OOM wav2vec finetuning multi-gpus

facebookresearch / fairseq

Facebook AI Research Sequence-to-Sequence Toolkit written in Python.

MIT License

30.2k stars 6.38k forks source link

OOM wav2vec finetuning multi-gpus #4233

Open ddoron9 opened 2 years ago

ddoron9 commented 2 years ago

❓ Questions and Help

What is your question?

I'm getting oom while training wav2vec with multi-gpus environments and it freeze I guess. It recovers when I run with single gpu.

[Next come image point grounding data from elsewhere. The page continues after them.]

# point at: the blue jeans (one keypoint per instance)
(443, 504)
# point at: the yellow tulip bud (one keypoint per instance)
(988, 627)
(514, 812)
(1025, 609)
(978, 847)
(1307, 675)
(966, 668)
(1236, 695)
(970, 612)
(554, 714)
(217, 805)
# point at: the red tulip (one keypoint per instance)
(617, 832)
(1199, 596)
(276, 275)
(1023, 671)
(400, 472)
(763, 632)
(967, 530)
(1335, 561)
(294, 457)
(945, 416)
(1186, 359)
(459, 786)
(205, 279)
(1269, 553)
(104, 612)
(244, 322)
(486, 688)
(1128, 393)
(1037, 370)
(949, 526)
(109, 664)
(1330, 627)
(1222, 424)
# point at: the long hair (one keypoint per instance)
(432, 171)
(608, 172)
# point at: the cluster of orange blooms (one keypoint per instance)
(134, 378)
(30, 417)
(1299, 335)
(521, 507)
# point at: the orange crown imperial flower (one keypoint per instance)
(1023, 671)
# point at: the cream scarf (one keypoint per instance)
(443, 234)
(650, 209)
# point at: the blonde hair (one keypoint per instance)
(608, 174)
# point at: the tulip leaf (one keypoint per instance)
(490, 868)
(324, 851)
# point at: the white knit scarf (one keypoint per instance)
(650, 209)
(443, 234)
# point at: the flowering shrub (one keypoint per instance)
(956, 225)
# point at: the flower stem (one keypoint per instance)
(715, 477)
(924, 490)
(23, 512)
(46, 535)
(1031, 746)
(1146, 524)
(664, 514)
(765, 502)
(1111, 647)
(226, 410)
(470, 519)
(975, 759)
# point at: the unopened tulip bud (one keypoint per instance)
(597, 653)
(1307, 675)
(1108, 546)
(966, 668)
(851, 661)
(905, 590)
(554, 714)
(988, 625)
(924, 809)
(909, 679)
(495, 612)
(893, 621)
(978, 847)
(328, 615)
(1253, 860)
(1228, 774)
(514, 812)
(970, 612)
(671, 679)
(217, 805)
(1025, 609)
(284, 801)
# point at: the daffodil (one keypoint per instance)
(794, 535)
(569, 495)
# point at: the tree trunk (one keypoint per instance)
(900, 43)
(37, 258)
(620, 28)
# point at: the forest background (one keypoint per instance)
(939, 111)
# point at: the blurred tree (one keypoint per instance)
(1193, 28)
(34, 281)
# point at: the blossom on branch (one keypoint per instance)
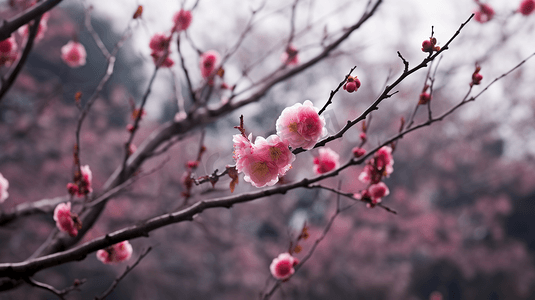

NCCL_P2P_DISABLE=1 fairseq-hydra-train \ task.data=/my/path/to/transcriptions \ checkpoint.save_dir=/save/dir/ \ distributed_training.distributed_world_size=4 \ dataset.num_workers=20 \ dataset.max_tokens=1280000 \ common.tensorboard_logdir=/log/dir/ \ common.empty_cache_freq=100 \ common.memory_efficient_fp16=True \ model.w2v_path=/checkpoint/path/checkpoint_best.pt \ --config-dir config/finetuning \ --config-name vox_960h.yaml

What's your environment?

fairseq Version (e.g., 1.0 or main): 1.0.0a0+c8a0659
PyTorch Version (e.g., 1.0) : 1.10.2+cu113
OS (e.g., Linux): linux
How you installed fairseq (pip, source): pip
Build command you used (if compiling from source):
Python version: 3.8.10
CUDA/cuDNN version: 11.3 / 8.2.1
GPU models and configuration: NVIDIA RTX A6000 / 49140MiB *4
Any other relevant information: nvidia driver 510.47.03

ddoron9 commented 2 years ago

I don't know why it gets oom in multi gpus training large model, but I've reduced gpu memory usage by reducing dataset.data_buffer_size=3 which is 10 by default. then it uses about 20gb while training in device 1,2 in the pictures. I'm assuming it could be the shm issue. because I'm running the command with nccl_p2p_disable=1

ddoron9 commented 2 years ago

I just found a post about pytorch 1.10 oom issue links. could it be one of the reasons of oom?

Although I reduced the data_buffer_size, the log still shows oom issue.

So I'm trying to set environment variable from the warning I get,

2022-03-01 02:43:23 | WARNING | fairseq.trainer | OOM: Ran out of memory with exception: CUDA out of memory. Tried to allocate 508.00 MiB (GPU 1; 47.54 GiB total capacity; 42.24 GiB already allocated; 117.56 MiB free; 45.23 GiB reserved in total by PyTorch) If reserved memory is >> allocated memory try setting max_split_size_mb to avoid fragmentation. See documentation for Memory Management and PYTORCH_CUDA_ALLOC_CONF

I would like to know the valid max_split_size_mb to limit the gpu memory usage of my device. should I use it in the code os.environ["PYTORCH_CUDA_ALLOC_CONF"]="max_split_size_mb:50000" ?

does max_split_size_mb means mb per gpu?(In my case 50000) or (# of gpu used for training) * 50000?

raotnameh commented 2 years ago

@ddoron9 Are you able to solve it?

olafthiele commented 2 years ago

Have you tried to reduce max_tokens?`

YooSungHyun commented 2 years ago

@olafthiele hey! i don`t understand why i have to use max_tokens, not batch_size PLZ, could you mind to explain it?

olafthiele commented 2 years ago

@YooSungHyun , it is some time since I had a look at the code, but I remember that batch_size has not the typical ML meaning for this algo and that max_tokens is the one to reduce if you run into OOM errors.